My then- girlfriend would never have been described as a ninny. But the film found her vulnerable on the subject of mortality, the big ‘everybody you know and love is going to leave you’ question, and she broke down into tears that I never saw anybody cry before. I have a strong memory of that even though it’s literally ancient history, as if it happened in a past life. So yeah, On Borrowed Time is my idea of a creepy New Years’ movie, and I tend to be a little suspicious of militant tearjerkers.

 

Families now probably opt for favorite comedies, or maybe a repeat of winner like Die Hard. Only a couple of movies became repeat New Years’ choices for us. The Wells / Menzies Things to Come was a big title for a few years, when I had access to a 16mm print that didn’t look too terrible. Wells’ faulty prophecy of the future has the right ‘what if?’ speculative attitude. In three years we’ll reach the Centennial of Fritz Lang’s Metropolis, which projected its Sci-fi fantasy exactly 100 years in the future. I wonder if there will be any general observation of that anniversary. Things to Come’s date of 2036 will certainly feel like a milestone for me, should I be fortunate enough to still be around twelve years from now.

 

The other New Year’s ‘repeater’ is probably shared by a lot of people my age and older. A very early date movie for us was Billy Wilder’s The Apartment, which of course has the ultimate New Year’s Eve finale. Wilder’s tainted fairy tale always came first in lists of ‘movies that make us feel good about people,’ especially because it insists on sweetness even when corruption reigns. Like all ‘special’ movies we’ve had to give it break — you don’t want to watch a favorite that often, for fear of breaking its spell.

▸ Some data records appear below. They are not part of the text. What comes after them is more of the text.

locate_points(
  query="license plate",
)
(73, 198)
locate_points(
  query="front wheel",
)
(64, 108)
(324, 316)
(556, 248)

I found out that a friend plans to make a big New Years’ event this year out of Wim Wenders’ Until the End of the World , which sounds great too. It has the same timeless quality, even though its future 0f 1999, concocted in 1991, was obsolete by 1995. That’s not the point — the sentiment is the point. When all is said and done, Wenders’ sci-fi thriller generates Good Feelings About People as well.

 

Seeing how this year is winding up, perhaps a beloved comedy is what’s needed . . . OR, as we more often do now, we’ll observe New Year’s Eve by taking a break from movie entertainment, period.